On Mirroring FA
12 years ago
So let's say you're a FA user, as indeed you probably are. You are subscribed to a number of artists, you want to build a spank bank, but FA as a service is notoriously unreliable, so you think: "Hey, I know, I'll just download everything to my hard drive, that way the next time FA goes down I can continue my masturbation uninterrupted!" Then you look at a few things: the load and render time for a page showing you just the thumbnails of your submissions, after the banner ads, CSS, JS, and thumbnails are pulled down and the scripts run, is between 2 and 3 seconds. (Source: Firefox+HTTPFox, my laptop on 500 KB/s wifi, accessing http://www.furaffinity.net/msg/submissions at about 8:27PM EST on 8/23.) Then you have to look at each thumbnail, decide whether you want to download it for 'later perusal in detail', click through to its individual submission page, click the 'download' link to get your dog dicks in throbbingly full resolution and achingly realistic color depth, then save that image to your hard drive. All of these steps take time, and are boring and tedious.

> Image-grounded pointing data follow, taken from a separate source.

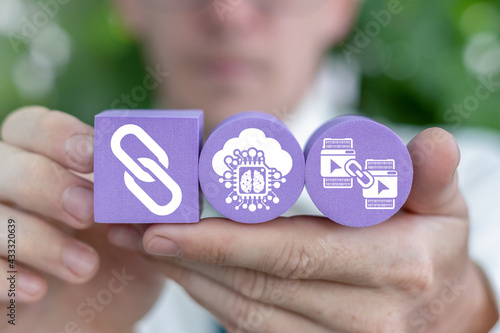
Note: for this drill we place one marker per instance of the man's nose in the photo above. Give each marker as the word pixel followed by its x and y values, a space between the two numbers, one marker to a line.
pixel 237 16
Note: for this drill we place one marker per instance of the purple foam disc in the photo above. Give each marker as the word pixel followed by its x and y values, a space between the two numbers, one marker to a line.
pixel 358 172
pixel 146 166
pixel 252 168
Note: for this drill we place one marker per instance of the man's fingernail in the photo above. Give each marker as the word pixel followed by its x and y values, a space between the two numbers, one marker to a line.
pixel 126 237
pixel 79 202
pixel 79 259
pixel 163 246
pixel 30 284
pixel 79 150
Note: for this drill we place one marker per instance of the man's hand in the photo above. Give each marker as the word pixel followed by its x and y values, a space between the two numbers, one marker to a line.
pixel 69 276
pixel 411 273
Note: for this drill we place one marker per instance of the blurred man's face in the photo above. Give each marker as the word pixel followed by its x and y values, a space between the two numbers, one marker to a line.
pixel 229 56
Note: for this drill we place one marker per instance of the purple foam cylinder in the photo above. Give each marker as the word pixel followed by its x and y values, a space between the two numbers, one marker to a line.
pixel 252 168
pixel 146 166
pixel 358 172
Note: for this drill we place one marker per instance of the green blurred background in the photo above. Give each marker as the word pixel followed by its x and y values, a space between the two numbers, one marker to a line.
pixel 432 56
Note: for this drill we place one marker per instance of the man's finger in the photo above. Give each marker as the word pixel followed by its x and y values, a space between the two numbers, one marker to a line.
pixel 330 304
pixel 54 134
pixel 38 184
pixel 235 311
pixel 435 191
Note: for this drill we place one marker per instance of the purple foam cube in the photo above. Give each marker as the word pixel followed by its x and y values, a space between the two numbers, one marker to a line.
pixel 146 166
pixel 358 172
pixel 252 168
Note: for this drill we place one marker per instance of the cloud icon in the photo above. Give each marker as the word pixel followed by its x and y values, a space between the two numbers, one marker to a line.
pixel 275 157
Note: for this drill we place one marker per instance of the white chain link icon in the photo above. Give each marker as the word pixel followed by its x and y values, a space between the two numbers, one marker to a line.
pixel 149 164
pixel 359 174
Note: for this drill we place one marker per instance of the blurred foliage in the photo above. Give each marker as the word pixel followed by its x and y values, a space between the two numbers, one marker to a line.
pixel 428 58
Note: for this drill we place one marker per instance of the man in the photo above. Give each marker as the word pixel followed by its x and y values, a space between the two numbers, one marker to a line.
pixel 300 274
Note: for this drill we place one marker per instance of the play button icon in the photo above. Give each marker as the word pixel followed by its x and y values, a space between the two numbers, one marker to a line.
pixel 334 166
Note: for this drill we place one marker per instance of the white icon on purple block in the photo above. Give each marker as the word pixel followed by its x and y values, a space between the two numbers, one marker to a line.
pixel 253 167
pixel 339 168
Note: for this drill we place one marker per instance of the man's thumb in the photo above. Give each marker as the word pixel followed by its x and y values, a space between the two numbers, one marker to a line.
pixel 435 155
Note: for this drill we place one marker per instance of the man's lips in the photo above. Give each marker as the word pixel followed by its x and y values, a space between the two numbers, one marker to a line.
pixel 227 68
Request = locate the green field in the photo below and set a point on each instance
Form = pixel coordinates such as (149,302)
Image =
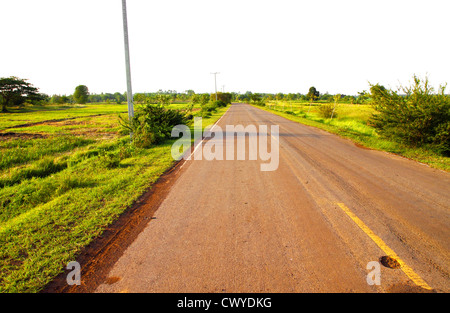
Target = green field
(351,121)
(66,173)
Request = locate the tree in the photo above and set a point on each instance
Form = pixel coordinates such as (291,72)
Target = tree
(415,115)
(15,91)
(81,94)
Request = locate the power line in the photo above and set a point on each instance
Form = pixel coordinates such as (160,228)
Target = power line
(215,82)
(127,62)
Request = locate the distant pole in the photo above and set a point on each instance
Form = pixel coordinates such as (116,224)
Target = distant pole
(127,61)
(215,82)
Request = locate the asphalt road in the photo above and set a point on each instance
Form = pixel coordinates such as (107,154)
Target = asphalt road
(311,225)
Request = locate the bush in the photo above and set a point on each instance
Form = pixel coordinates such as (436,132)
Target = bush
(326,110)
(225,97)
(417,118)
(219,104)
(152,124)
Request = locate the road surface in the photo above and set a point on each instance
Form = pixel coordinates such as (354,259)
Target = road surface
(312,225)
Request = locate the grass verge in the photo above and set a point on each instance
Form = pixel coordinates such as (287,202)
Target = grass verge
(58,195)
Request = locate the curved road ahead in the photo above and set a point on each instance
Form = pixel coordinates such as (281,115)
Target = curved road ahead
(311,225)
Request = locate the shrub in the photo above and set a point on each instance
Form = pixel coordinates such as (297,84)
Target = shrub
(219,103)
(326,110)
(225,97)
(152,124)
(417,118)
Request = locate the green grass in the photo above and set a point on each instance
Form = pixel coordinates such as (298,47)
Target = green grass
(59,192)
(351,122)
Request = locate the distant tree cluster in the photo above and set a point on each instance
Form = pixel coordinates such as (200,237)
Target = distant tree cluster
(15,92)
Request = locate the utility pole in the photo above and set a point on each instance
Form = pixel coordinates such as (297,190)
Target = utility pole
(215,82)
(127,62)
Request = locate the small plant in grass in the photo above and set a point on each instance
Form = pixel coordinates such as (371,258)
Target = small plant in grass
(152,124)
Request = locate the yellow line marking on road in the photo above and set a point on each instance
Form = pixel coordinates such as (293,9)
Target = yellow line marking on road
(383,246)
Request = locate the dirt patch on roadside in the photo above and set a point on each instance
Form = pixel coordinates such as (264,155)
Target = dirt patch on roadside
(97,258)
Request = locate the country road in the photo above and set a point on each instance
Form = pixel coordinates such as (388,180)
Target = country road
(311,225)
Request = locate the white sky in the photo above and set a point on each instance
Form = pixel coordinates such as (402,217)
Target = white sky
(338,46)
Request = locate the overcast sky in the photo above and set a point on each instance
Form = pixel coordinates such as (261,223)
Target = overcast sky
(338,46)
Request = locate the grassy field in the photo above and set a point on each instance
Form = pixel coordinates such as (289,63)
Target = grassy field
(351,121)
(66,173)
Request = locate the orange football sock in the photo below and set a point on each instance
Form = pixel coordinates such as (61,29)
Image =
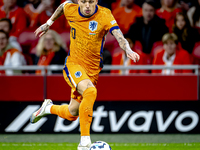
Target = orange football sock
(86,110)
(63,112)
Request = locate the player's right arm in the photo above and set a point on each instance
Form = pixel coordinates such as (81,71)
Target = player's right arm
(45,27)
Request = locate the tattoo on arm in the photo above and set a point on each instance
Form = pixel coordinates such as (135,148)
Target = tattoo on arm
(123,43)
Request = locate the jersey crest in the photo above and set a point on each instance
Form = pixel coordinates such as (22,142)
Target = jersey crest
(93,25)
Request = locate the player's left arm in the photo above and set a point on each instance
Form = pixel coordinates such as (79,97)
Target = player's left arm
(123,43)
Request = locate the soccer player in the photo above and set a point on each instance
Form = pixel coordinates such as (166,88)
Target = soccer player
(89,24)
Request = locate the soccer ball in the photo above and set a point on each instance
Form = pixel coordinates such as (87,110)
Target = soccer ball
(100,145)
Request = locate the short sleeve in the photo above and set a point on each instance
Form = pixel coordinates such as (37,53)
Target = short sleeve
(111,23)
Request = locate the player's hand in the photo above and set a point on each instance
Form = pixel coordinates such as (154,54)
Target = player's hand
(42,30)
(132,55)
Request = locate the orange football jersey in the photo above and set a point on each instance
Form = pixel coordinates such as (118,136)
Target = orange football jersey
(87,36)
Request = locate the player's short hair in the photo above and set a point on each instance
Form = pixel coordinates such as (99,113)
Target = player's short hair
(151,2)
(7,35)
(7,20)
(169,36)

Therefore: write a program to do it. Computers don't get bored, can respond as quickly as new information comes in with none of that silly mousing and clicking, and have access to more information, and more precise information, than a human would ever want to take into account to get the job done.
So, you set out to download your complete collection of dog dicks... /automatically/. With Python, 'cause why not, long phallic muscular binding things are cool. So you go forth unto the world, and ask Google: "How do I automate interacting with a website, using Python?" You'd get a variety of answers, ranging from UBot, to Selenium, to Py.Mechanize, to doing it like a man with your bare hands and Requests, to realizing that Python is unnecessary doing it like a UNIX-using man and using wget and a custom parser written in Perl and butterfly waggles, to... etc. The point is that, using any of these tools, or a hypothetical unholy combination of them, you somehow convince FA that your bot acts enough like you (read: submits your username and password to the right form, saves the authentication cookie that it gets back and supplies it to FA on later requests, along with whatever hidden fields and anti-bot cleverness the site devs probably haven't included) to let your bot download /msg/submissions, and /msg/submissions/36, yea unto an infinite expanse of animal-people in flagrante delicto.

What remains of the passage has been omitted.